Honestly, it doesn't get much worse than in the poodle ring. My breeder is now strictly a UKC breeder and even had written into my agreement that I only show UKC conformation - that was years of showing in AKC. His dogs are all AKC/UKC registered and they come from AKC champions, but he doesn't want anything to do with that poodle-ring politics.


----------



## Kela (Aug 12, 2008)

Thank you for the info! I've heard that there are lots of "politics" in the show ring, especially surrounding poodles so that does make me nervous. I've always wanted to give it a shot though and figure that now is as good of a time as any! 

I did go ahead and give my puppy a preliminary cut, assuming that I won't be trying my first show until later in the year. 
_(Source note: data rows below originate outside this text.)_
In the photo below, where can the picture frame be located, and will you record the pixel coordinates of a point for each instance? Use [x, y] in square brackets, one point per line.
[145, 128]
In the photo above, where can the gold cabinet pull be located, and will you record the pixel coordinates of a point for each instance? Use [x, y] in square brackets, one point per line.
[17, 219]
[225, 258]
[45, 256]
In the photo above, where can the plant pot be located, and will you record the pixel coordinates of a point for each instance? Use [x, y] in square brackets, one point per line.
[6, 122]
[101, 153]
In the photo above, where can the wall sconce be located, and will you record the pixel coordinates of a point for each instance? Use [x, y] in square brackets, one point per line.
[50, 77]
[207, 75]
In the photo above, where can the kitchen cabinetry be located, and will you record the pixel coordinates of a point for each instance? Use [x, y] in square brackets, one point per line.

I know, we have lots of work to do! Still have the puppy wispy hairs and some more shaping to do. I think I need to shorten the jacket a little bit, but I may just have a pro go in and clean it up. I'm going to try and get someone who will clip the coat and coach me on it as well. I've groomed my own dogs always but I still need more practice especially if I'm going to show them.


----------



## SECRETO (Aug 20, 2008)

I your dog looks great for just learning the cut. I have to say that when I did my 1st cont clip a few months ago I thought the coat was a little long. Biggest mistake I made ! lol Then I had to look at him looking goofy until it grew back and Im still waiting....it's almost there. Your dog's cut looks really nice.

I have to ask about the rosettes. I left rosettes off my boy but now I want to add them. Is there a special technique or just free hand ?


----------



## Kela (Aug 12, 2008)

I learned a trick for doing pom poms on the ankles, you brush all the hair straight up and then grab the pom pom holding the hair up, and you trim in a circle around the top. This makes it really rounded.

I used that trick on the pom poms (since I didn't know what I was doing) and I just kept brushing the hair straight up, and I'd trim off a moon shape at the top. Then I'd brush straight down, and trim off a moon shape at the bottom...and just kept doing that all the way around in a circle. That made it nice and round.

I heard a trick on another forum...place a glass over the hair that you want to keep..and then use the clippers around it, lol. Still have to trim the hair thats left into a ball though but that could help get the circles in the right place!


----------